Embark on an Extraordinary Journey into Distributed Consensus

Imagine a winding river of network programming. At its mouth, closer to the sea, you see carefree users happily splashing in the waves, experimenting with web scrapers. As you move further upstream, you observe farms of HTTP servers, then message queue systems, RPC, and distributed objects. However, if you go further, past the last bridge, the landscape becomes grimmer: low-level system programming, sockets, threads, asynchronicity, strange and frightening constructs. Echo servers resonate in the narrowing gorge of complexity. Along the banks, there are remnants of abandoned projects and traces of developers who lost hope. It is here that your week-long journey begins: an attempt to implement the Raft distributed consensus algorithm from scratch. Perhaps—with no guarantees of success.

Why Take This Course?

Implementing Raft is objectively a challenging task that tests an engineer's maturity. The formal goal is to write Raft, but the task is broader: to develop a strategy for solving a complex problem. How to break down a large mechanism into manageable parts? How do these parts interact? Where to start? How to test? Working on this project makes a developer technically stronger and a more mature architect.

Prerequisites

This project is often undertaken as part of master's courses on distributed systems. You will need a confident command of the chosen programming language (Rust, Python, Java, Go, etc.), and the ability to test, debug, and work in the terminal. It is also desirable to have experience in network and system programming, as well as working with multithreading. While all necessary concepts are covered within the course, having basic preparation significantly helps.

Learning Format

The course is project-based and requires a significant amount of independent intellectual and practical work. Each day starts with discussions, demonstrations, and analyses of examples related to specific aspects of the project. However, most of the time is dedicated to individual development, providing a hands-on learning experience.

Development Environment

You are free to choose any programming language. During discussions, examples are usually given in basic Python as executable pseudocode. However, it is important to understand that a successful Raft implementation requires attention to detail, which is why many prefer to use more "strict" and instrumented environments.

Key Topics Covered

Throughout the course, fundamental aspects of parallelism and distributed computing are covered, including:

  • Socket network programming: Understanding the basics of constructing network programs.
  • Message exchange and communication patterns: Exploring RPC, queues, and similar mechanisms.
  • State machines: Building and utilizing state machines effectively.
  • Formal specifications and modeling: Including TLA+ for precise design.
  • Multithreading: Managing concurrent threads in an application.
  • Asynchronous programming: Handling tasks asynchronously to improve performance.
  • Object-oriented design: Principles of designing applications using OOP.
  • Software architecture: Crafting robust architecture designs.
  • Error handling and fault tolerance: Techniques for robust application resilience.

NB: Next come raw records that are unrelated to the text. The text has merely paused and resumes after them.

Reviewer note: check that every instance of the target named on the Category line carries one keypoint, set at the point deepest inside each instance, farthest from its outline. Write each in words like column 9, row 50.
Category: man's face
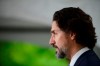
column 59, row 40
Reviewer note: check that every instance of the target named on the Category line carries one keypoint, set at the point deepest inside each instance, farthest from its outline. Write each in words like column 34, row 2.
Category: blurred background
column 25, row 30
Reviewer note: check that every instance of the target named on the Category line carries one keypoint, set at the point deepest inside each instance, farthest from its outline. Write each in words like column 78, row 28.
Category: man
column 73, row 36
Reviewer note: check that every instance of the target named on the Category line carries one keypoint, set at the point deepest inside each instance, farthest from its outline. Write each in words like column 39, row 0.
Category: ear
column 72, row 36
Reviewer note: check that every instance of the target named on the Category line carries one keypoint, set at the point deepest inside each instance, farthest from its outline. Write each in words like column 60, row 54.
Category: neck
column 73, row 50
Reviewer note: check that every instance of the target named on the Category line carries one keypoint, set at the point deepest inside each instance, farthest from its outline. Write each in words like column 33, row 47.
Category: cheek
column 60, row 41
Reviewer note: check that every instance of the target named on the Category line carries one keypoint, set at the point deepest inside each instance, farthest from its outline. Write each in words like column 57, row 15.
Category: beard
column 61, row 54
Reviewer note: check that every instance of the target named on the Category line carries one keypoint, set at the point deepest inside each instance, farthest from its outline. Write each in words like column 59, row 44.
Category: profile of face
column 59, row 40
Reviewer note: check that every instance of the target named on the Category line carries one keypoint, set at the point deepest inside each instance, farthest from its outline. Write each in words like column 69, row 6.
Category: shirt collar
column 77, row 55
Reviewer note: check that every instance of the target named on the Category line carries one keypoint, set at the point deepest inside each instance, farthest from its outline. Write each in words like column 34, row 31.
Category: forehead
column 54, row 26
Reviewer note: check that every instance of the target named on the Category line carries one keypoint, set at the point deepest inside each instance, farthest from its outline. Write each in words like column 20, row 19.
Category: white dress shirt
column 77, row 55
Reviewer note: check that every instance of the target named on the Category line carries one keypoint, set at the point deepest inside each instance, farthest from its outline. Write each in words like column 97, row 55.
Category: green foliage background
column 15, row 53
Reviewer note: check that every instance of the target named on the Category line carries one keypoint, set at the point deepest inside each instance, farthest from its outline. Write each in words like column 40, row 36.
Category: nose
column 52, row 41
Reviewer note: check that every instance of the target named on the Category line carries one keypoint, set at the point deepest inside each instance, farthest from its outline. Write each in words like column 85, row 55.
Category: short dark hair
column 72, row 19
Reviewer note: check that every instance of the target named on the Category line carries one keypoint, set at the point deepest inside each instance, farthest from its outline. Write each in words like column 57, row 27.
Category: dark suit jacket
column 89, row 58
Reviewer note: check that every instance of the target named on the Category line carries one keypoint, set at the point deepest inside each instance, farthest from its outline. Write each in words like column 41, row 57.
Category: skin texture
column 64, row 43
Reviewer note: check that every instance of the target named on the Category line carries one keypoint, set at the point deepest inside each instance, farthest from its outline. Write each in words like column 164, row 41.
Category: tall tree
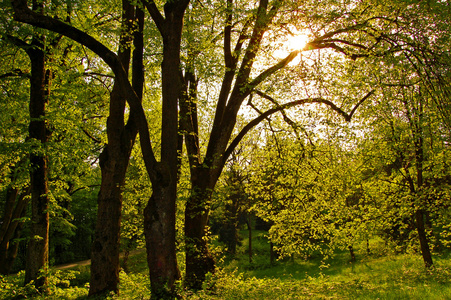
column 115, row 157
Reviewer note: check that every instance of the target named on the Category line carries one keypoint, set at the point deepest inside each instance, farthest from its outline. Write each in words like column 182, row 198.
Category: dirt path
column 88, row 262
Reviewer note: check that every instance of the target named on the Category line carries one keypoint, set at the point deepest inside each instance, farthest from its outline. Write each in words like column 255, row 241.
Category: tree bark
column 10, row 230
column 159, row 230
column 38, row 245
column 424, row 244
column 114, row 161
column 199, row 260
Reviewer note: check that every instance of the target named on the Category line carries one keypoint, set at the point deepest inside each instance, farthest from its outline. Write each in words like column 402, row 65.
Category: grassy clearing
column 371, row 277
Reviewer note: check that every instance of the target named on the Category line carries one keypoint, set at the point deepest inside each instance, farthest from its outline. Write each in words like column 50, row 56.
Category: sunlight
column 297, row 41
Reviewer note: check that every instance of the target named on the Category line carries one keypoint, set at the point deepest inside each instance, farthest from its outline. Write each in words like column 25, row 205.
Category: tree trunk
column 10, row 230
column 114, row 161
column 38, row 245
column 425, row 250
column 105, row 248
column 199, row 260
column 249, row 227
column 352, row 253
column 159, row 230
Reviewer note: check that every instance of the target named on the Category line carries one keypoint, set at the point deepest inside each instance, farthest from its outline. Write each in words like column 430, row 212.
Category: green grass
column 371, row 277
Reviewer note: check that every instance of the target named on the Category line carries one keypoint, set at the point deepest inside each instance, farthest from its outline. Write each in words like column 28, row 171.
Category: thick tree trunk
column 38, row 245
column 10, row 230
column 199, row 260
column 105, row 248
column 159, row 230
column 114, row 161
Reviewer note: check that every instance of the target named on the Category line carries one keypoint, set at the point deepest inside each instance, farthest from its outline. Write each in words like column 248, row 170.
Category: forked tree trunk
column 105, row 248
column 114, row 161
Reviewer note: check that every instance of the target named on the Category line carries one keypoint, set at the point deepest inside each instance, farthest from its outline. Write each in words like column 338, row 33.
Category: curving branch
column 281, row 107
column 23, row 14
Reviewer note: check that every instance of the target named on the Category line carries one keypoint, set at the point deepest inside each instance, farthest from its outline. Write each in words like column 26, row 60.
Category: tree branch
column 23, row 14
column 269, row 112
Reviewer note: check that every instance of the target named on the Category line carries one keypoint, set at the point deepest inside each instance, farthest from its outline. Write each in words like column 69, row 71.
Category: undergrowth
column 371, row 277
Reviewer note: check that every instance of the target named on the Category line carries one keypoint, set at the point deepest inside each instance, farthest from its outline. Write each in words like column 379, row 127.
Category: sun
column 297, row 42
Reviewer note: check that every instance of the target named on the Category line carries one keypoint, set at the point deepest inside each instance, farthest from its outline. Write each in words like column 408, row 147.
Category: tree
column 246, row 71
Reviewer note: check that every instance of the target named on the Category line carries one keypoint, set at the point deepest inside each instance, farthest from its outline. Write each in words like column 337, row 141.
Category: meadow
column 377, row 275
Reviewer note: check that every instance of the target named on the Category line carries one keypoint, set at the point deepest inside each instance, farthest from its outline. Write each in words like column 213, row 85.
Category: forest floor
column 378, row 275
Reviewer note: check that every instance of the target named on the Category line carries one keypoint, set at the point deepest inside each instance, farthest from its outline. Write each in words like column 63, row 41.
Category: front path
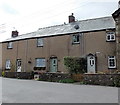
column 30, row 91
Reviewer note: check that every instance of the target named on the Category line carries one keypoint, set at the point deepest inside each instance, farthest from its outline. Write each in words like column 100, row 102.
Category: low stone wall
column 20, row 75
column 53, row 77
column 102, row 79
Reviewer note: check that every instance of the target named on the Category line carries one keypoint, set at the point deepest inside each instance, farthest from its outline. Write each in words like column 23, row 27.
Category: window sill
column 7, row 69
column 9, row 48
column 112, row 68
column 39, row 68
column 39, row 46
column 110, row 40
column 75, row 43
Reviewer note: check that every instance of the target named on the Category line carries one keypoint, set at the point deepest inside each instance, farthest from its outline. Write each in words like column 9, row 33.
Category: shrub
column 75, row 64
column 68, row 80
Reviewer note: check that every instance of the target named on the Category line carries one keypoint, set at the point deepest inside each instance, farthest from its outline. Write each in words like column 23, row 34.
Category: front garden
column 77, row 68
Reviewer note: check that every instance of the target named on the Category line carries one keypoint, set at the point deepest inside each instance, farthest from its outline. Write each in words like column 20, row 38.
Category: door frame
column 93, row 61
column 17, row 65
column 51, row 58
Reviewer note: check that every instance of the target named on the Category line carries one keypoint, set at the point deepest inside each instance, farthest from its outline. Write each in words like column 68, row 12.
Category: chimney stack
column 71, row 18
column 14, row 34
column 119, row 4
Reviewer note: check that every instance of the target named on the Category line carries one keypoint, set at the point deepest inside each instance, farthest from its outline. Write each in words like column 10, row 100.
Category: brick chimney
column 119, row 4
column 71, row 18
column 14, row 34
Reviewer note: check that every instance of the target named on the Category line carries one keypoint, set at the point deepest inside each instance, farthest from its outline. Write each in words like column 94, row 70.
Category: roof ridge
column 51, row 26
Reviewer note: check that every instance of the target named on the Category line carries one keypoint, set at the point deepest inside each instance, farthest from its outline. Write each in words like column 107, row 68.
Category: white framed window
column 110, row 36
column 76, row 39
column 39, row 42
column 10, row 45
column 40, row 62
column 111, row 62
column 8, row 65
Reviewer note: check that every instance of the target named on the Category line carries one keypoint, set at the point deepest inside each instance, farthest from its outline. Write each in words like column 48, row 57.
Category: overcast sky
column 29, row 15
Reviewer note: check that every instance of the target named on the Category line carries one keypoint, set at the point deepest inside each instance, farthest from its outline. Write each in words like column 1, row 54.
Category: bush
column 75, row 64
column 68, row 80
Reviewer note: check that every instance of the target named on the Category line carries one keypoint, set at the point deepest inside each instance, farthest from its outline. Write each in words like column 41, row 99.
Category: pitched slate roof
column 78, row 26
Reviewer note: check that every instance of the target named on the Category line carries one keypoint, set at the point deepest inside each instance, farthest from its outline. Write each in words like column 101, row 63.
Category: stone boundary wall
column 102, row 79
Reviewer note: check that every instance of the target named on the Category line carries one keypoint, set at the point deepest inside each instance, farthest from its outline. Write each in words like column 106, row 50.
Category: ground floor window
column 40, row 62
column 8, row 65
column 111, row 62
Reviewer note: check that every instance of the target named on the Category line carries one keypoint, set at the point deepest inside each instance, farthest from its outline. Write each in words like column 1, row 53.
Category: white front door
column 19, row 64
column 53, row 64
column 91, row 64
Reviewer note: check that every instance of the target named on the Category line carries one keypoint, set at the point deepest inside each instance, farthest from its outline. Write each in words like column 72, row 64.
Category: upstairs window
column 110, row 36
column 8, row 65
column 76, row 39
column 111, row 62
column 39, row 42
column 10, row 45
column 40, row 62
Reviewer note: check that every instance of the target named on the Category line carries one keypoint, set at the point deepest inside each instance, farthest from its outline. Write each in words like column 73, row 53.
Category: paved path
column 30, row 91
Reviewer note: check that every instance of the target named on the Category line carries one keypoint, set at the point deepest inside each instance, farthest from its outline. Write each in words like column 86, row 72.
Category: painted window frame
column 10, row 45
column 38, row 62
column 110, row 36
column 76, row 39
column 8, row 64
column 40, row 42
column 111, row 62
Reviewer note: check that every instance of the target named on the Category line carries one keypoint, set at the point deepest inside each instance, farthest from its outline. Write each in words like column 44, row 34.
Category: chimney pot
column 14, row 34
column 71, row 18
column 119, row 4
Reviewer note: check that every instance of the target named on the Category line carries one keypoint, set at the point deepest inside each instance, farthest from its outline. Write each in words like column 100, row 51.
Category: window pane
column 112, row 62
column 39, row 42
column 110, row 36
column 10, row 45
column 76, row 39
column 8, row 64
column 40, row 62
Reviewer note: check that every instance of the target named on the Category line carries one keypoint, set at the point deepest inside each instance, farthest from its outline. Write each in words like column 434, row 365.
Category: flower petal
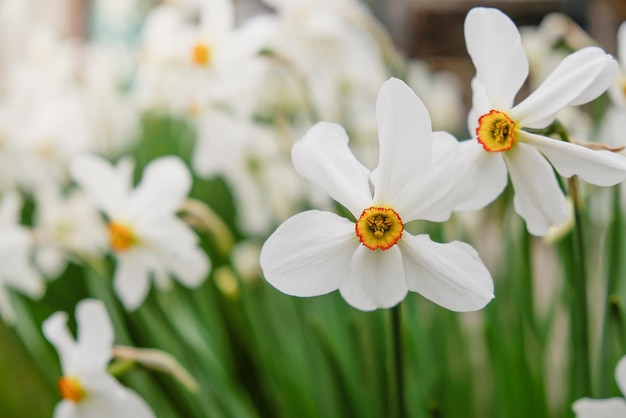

One of the main challenges is testing, monitoring, and debugging systems with nondeterminism and failures. Even in a configuration of five Raft nodes, it can run up to 60 threads in multiple processes, using timers, queues, and channels—creating extreme cognitive load. A significant part of the course is dedicated to strategies for managing this complexity.

Are You Ready?

Probably not. But that's what makes the journey interesting.

About the Author: David Beazley

David Beazley thumbnail

David Beazley is an independent author, educator, and researcher, widely known for his contributions to the Python community. Early in his career, he worked on high-performance scientific software, leading to the creation of SWIG—a compiler that enabled the integration of C/C++ code with Python and other dynamic languages. In 1999, he wrote Python Essential Reference, the first Python reference book.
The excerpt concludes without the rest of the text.